Whether you’re teaching college-level anatomy and physiology, an advanced high school anatomy course, or a basic biology course, cat dissection is one of the best ways to help your students understand mammalian musculature. While formalin-preserved cats have long been the standard for mammalian dissection, we highly recommend Carolina’s Perfect Solution® cats for your next dissection lesson. We’ll explain why, and then show you how to remove a specimen’s skin and give you some tips for studying mammalian musculature.

Why Carolina’s Perfect Solution® cats?

Carolina’s Perfect Solution® provides slow-firming action that gives specimens more lifelike tissues and organs with natural vivid colors and texture without the strong odors associated with formalin specimens. Teachers and students who have worked with Carolina’s Perfect Solution® specimens are consistently impressed with what they have seen and experienced. Here’s what anatomy instructor Patricia L. Kapkau of Whittemore-Prescott High School in Whittemore, MI, has to say:

The muscular system is easy to study using Carolina’s Perfect Solution® cats because with Perfect Solution the tissue is so pliable and realistic in color. It is easy to see striations and easy to work with the different muscle layers. I think the cat is a great specimen for muscle study as the muscles are well developed and are so similar to human anatomy.

How to remove a specimen’s skin

To begin studying muscle tissues, your students must first remove the specimen’s skin. If time is an issue, consider purchasing cats with their skin already removed so students can get right to work on actual muscle study. We offer Carolina’s Perfect Solution® Skinned Cats in several different sizes and injection types.

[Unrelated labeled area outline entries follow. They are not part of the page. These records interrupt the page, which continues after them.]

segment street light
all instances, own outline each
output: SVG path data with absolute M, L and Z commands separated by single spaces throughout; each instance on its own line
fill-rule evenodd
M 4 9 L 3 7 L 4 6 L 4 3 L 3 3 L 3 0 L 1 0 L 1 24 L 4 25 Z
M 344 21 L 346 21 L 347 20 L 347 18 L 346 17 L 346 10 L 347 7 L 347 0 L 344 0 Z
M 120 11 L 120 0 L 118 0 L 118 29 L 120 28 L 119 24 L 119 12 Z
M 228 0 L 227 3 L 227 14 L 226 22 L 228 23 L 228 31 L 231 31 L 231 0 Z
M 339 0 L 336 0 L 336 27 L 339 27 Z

However, if time’s not an issue, it’s not difficult for students to remove a specimen’s skin themselves. Allow students at least one lab period for the task. Equipment needed includes forceps, scissors, and a blunt probe (not a needle). The blunt end of a scalpel handle can be used as a probe if the blade is first removed. Otherwise, do not use the scalpel for skin removal as it can damage the specimen. OK, let’s get started.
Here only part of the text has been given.